Far more children may have fetal alcohol spectrum disorders (FASD) in the U.S. than was previously thought, according to a new study at The University of North Carolina at Chapel Hill.
Dr. Philip A. May, research professor of nutrition at the UNC Gillings School of Global Public Health, and colleagues found that as many as 48 children per 1,000 have some form of fetal alcohol exposure disorder. Dr. May presents his findings in “Prevalence and Characteristics of Fetal Alcohol Spectrum Disorders”, published online October 27 in Pediatrics, the journal of the American Academy of Pediatrics.
[Photo: Children with fetal alcohol spectrum disorders (FASD) have physical and behavioral problems, including difficulty learning, memory impairment, lack of emotional control and difficulty with daily life skills. Current estimates of the prevalence of FASD in the general population can be as many as 9 per 1,000 children. However, in the UNC study’s sample group, that number was as high as 48 per 1,000. Photo by Mr. Brad Flickinger]
Children with FASD have physical and behavioral problems, including difficulty learning, memory impairment, lack of emotional control and difficulty with daily life skills.

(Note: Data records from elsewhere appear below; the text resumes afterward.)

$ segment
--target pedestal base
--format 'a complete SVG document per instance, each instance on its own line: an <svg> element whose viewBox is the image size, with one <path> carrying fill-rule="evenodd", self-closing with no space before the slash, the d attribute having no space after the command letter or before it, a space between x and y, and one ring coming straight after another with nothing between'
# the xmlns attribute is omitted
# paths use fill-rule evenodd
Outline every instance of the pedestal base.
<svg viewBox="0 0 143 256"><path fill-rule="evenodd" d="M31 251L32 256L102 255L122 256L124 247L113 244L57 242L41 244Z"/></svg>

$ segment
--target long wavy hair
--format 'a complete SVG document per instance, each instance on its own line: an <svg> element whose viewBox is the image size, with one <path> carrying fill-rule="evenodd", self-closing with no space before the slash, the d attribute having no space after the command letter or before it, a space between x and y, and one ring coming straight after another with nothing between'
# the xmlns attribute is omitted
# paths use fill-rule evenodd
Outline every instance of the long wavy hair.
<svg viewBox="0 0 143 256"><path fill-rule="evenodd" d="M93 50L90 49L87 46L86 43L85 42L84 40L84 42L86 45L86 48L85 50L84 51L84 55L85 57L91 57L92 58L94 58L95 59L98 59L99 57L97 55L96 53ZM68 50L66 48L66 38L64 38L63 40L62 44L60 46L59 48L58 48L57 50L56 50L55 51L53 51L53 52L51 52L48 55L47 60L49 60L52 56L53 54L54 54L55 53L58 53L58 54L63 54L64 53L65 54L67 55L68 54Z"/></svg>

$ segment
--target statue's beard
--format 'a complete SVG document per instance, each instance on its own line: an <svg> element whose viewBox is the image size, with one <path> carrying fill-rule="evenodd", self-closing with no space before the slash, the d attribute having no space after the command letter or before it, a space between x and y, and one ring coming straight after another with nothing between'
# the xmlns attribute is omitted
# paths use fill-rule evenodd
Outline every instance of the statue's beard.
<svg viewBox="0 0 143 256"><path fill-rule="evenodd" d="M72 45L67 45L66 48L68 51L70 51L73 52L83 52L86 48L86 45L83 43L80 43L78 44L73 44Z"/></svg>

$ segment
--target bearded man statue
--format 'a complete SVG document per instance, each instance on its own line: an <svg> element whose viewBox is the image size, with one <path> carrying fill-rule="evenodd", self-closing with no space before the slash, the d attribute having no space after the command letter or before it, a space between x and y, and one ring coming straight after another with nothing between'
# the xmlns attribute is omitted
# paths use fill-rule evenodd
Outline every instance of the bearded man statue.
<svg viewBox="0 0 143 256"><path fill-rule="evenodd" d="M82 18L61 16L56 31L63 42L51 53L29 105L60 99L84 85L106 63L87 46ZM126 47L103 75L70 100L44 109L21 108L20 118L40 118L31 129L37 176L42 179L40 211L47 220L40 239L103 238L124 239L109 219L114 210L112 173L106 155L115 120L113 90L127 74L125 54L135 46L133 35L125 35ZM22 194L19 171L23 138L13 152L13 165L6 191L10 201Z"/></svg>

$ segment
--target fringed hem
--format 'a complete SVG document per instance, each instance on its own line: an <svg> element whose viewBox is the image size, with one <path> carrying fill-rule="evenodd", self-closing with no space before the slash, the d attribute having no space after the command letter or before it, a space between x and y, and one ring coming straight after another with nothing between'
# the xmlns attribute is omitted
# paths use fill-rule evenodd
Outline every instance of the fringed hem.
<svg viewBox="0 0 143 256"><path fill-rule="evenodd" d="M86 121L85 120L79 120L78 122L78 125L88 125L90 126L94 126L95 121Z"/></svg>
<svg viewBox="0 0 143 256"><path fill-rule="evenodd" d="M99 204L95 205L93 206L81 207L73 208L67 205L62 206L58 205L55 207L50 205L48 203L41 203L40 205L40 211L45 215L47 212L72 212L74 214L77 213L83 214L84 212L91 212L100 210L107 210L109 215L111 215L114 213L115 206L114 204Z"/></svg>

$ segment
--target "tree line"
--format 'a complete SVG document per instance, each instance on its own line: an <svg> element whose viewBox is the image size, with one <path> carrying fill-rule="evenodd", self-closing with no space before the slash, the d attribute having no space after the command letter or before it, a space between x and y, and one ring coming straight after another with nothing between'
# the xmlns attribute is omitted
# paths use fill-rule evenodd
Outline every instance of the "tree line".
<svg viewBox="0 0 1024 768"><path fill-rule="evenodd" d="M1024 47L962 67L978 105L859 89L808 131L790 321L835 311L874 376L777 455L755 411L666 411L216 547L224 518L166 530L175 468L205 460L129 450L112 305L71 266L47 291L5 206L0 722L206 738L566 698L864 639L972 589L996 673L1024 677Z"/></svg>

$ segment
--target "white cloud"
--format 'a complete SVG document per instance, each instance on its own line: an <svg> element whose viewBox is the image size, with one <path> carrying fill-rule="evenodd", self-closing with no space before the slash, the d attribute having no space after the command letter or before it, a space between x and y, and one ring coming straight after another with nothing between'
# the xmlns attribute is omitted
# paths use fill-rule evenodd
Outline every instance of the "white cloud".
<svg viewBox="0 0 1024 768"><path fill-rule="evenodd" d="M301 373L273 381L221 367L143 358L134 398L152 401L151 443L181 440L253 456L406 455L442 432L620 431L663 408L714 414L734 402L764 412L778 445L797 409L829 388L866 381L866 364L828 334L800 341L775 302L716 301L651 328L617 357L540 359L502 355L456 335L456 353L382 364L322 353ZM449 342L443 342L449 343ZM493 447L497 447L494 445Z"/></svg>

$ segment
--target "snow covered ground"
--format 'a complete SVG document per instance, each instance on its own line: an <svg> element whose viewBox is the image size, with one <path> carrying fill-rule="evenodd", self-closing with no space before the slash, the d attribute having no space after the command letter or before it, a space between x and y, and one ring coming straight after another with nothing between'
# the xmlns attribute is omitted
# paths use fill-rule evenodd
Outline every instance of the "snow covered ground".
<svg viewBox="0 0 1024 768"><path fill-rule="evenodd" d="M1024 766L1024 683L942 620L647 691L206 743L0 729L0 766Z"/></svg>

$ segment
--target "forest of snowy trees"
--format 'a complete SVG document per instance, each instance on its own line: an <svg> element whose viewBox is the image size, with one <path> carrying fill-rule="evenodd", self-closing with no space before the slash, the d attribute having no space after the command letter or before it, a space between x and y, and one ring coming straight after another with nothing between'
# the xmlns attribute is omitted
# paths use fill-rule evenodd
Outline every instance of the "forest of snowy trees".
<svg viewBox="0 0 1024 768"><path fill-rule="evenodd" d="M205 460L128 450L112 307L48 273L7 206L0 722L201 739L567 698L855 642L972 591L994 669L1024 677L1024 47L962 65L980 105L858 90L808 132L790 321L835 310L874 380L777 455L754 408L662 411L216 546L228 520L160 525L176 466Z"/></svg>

Current estimates of the prevalence of FASD in the general population can be as many as nine per 1,000 children. In the study’s sample group, that number was as high as 48 per 1,000.
Dr. May’s study sampled first-grade students in a representative Midwestern U.S. community. Residents were predominantly middle-class, with a per-capita income of $28,000 and median household income of $51,000. The measures were virtually identical to the national averages.

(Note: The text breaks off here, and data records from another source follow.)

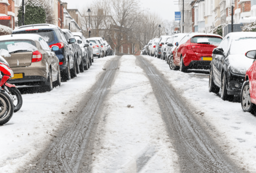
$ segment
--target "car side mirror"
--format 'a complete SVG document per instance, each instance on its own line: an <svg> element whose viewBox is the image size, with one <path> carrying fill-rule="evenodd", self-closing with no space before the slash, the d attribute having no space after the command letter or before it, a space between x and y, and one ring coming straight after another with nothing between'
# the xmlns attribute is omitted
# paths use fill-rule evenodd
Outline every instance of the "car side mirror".
<svg viewBox="0 0 256 173"><path fill-rule="evenodd" d="M76 39L73 38L71 38L69 39L69 44L71 44L71 43L76 43Z"/></svg>
<svg viewBox="0 0 256 173"><path fill-rule="evenodd" d="M256 50L250 51L245 53L246 57L252 59L255 59L256 57Z"/></svg>
<svg viewBox="0 0 256 173"><path fill-rule="evenodd" d="M59 47L59 46L52 46L51 51L53 52L56 51L59 51L59 49L60 48Z"/></svg>
<svg viewBox="0 0 256 173"><path fill-rule="evenodd" d="M217 48L214 49L212 51L212 54L215 55L223 55L224 51L222 48Z"/></svg>

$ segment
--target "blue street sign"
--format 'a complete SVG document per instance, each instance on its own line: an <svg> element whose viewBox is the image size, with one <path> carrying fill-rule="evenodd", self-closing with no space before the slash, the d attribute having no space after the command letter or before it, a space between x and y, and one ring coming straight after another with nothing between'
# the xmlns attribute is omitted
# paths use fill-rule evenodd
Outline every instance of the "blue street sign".
<svg viewBox="0 0 256 173"><path fill-rule="evenodd" d="M177 12L174 12L175 13L175 20L180 20L181 18L181 15L180 12L178 11Z"/></svg>

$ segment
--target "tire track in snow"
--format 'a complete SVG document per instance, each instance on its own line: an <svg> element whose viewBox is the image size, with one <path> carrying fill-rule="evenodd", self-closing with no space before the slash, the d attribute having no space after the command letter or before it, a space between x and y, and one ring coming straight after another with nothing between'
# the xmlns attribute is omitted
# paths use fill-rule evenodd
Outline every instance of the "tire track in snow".
<svg viewBox="0 0 256 173"><path fill-rule="evenodd" d="M69 127L59 133L48 149L33 163L35 166L29 168L27 172L77 172L95 116L100 110L108 89L113 81L120 58L111 60L107 70L92 87L91 92L85 97L85 101L79 104L77 110L79 111L80 108L81 112L71 117Z"/></svg>
<svg viewBox="0 0 256 173"><path fill-rule="evenodd" d="M138 57L147 73L162 111L182 172L240 172L186 108L161 73L145 58Z"/></svg>

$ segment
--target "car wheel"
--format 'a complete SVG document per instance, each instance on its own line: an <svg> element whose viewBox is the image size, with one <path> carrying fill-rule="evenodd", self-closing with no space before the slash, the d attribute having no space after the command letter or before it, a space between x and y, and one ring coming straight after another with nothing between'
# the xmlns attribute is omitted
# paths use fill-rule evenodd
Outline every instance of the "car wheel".
<svg viewBox="0 0 256 173"><path fill-rule="evenodd" d="M49 73L48 73L48 76L47 78L47 80L46 83L44 86L44 88L47 91L51 91L52 90L53 88L52 84L52 70L51 69L49 69Z"/></svg>
<svg viewBox="0 0 256 173"><path fill-rule="evenodd" d="M74 65L73 66L73 69L72 69L72 78L74 78L77 77L77 66L76 65L77 61L76 59L75 59L74 61Z"/></svg>
<svg viewBox="0 0 256 173"><path fill-rule="evenodd" d="M216 85L214 82L212 77L212 70L210 69L210 75L209 77L209 92L218 94L220 92L220 87Z"/></svg>
<svg viewBox="0 0 256 173"><path fill-rule="evenodd" d="M83 72L85 71L85 69L83 68L83 58L82 58L82 61L81 61L81 63L79 65L79 70L81 72Z"/></svg>
<svg viewBox="0 0 256 173"><path fill-rule="evenodd" d="M241 92L241 104L242 109L244 112L255 112L255 104L251 101L250 94L250 85L248 80L244 82Z"/></svg>
<svg viewBox="0 0 256 173"><path fill-rule="evenodd" d="M184 73L186 73L187 71L187 68L184 65L183 58L182 56L180 57L180 61L179 62L179 70Z"/></svg>

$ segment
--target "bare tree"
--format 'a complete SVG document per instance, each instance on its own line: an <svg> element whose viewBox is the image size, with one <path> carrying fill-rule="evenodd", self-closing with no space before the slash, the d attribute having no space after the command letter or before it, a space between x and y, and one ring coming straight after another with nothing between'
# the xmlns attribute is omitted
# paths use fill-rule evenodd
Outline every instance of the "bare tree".
<svg viewBox="0 0 256 173"><path fill-rule="evenodd" d="M39 1L42 4L45 11L45 23L54 25L54 12L52 7L50 5L47 0L39 0Z"/></svg>

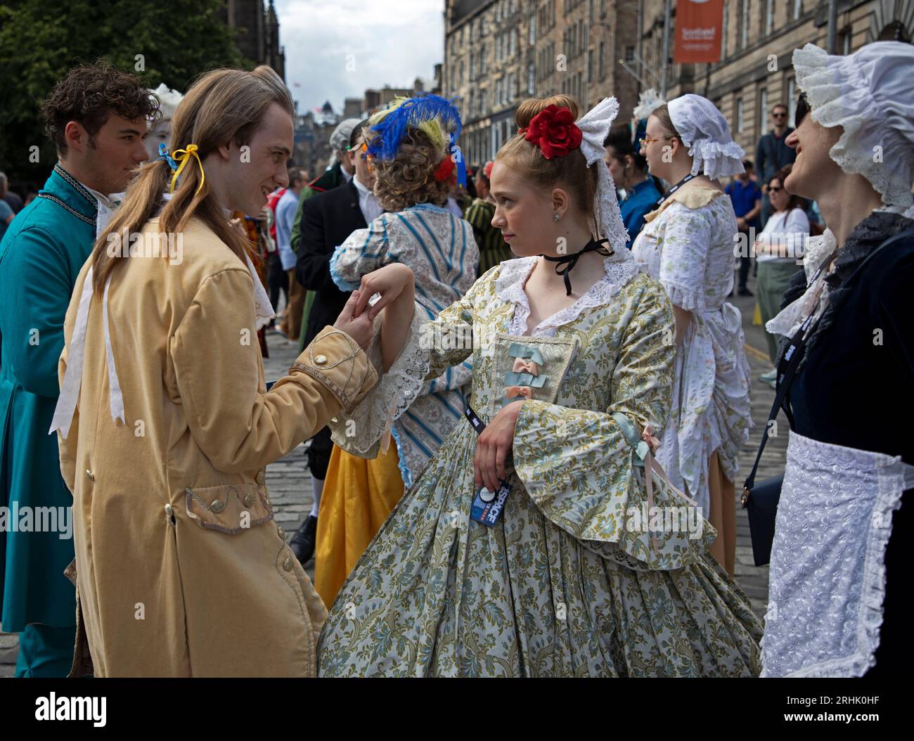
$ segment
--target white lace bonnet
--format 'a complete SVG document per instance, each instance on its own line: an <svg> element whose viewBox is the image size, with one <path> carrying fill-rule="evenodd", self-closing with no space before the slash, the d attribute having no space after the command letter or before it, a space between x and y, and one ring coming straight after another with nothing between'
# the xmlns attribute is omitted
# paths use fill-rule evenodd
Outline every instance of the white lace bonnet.
<svg viewBox="0 0 914 741"><path fill-rule="evenodd" d="M733 141L727 119L707 98L686 93L666 104L670 120L692 157L692 175L711 180L739 175L746 153Z"/></svg>
<svg viewBox="0 0 914 741"><path fill-rule="evenodd" d="M844 127L829 152L835 164L866 177L887 206L910 206L914 47L877 41L836 57L807 44L794 49L793 69L813 120Z"/></svg>
<svg viewBox="0 0 914 741"><path fill-rule="evenodd" d="M632 118L636 121L646 119L664 102L666 101L660 97L659 93L654 88L642 90L638 95L638 105L632 111Z"/></svg>

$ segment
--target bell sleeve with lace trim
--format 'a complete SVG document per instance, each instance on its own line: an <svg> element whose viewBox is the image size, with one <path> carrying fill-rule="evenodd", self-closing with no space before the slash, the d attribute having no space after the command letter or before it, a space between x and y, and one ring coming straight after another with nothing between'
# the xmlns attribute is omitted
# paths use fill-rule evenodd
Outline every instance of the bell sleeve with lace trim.
<svg viewBox="0 0 914 741"><path fill-rule="evenodd" d="M613 418L624 415L636 435L649 422L659 435L665 424L675 353L669 342L673 311L654 281L629 300L632 316L612 370L612 403L592 411L525 401L515 428L515 471L543 514L585 547L638 570L677 568L694 557L690 533L664 528L652 544L643 468ZM654 507L675 505L689 516L687 503L653 478ZM707 538L710 527L700 516L696 523Z"/></svg>
<svg viewBox="0 0 914 741"><path fill-rule="evenodd" d="M423 384L472 355L474 302L486 283L494 281L499 270L496 265L483 275L462 298L443 309L433 321L417 303L403 350L387 373L383 373L381 363L380 314L376 317L368 358L380 381L355 408L330 420L335 443L360 458L377 456L388 425L416 400Z"/></svg>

Children were screened based on size, behavior, and cognition. First-graders who had FASD performed, on average, significantly worse on cognitive and behavioral tests and measures. Indicators included minor facial anomalies, head circumference and height or weight less than or equal to the lowest one-tenth.
Mothers were interviewed, which allowed researchers to identify such variables as late recognition of pregnancy, quantity of alcohol consumed three months before pregnancy and during pregnancy, and quantity of drinking reported for the child’s father.
Mothers of children who had FASD reported first recognition of pregnancy further into gestation than did controls and said they had fewer health care provider visits during pregnancy. Mothers also reported more first-trimester alcohol consumption and a higher likelihood of binge drinking.
Dr. May and his collaborators conclude that FASD can be readily identified in U.S. school populations by using active case ascertainment methods among children in representative middle-class communities.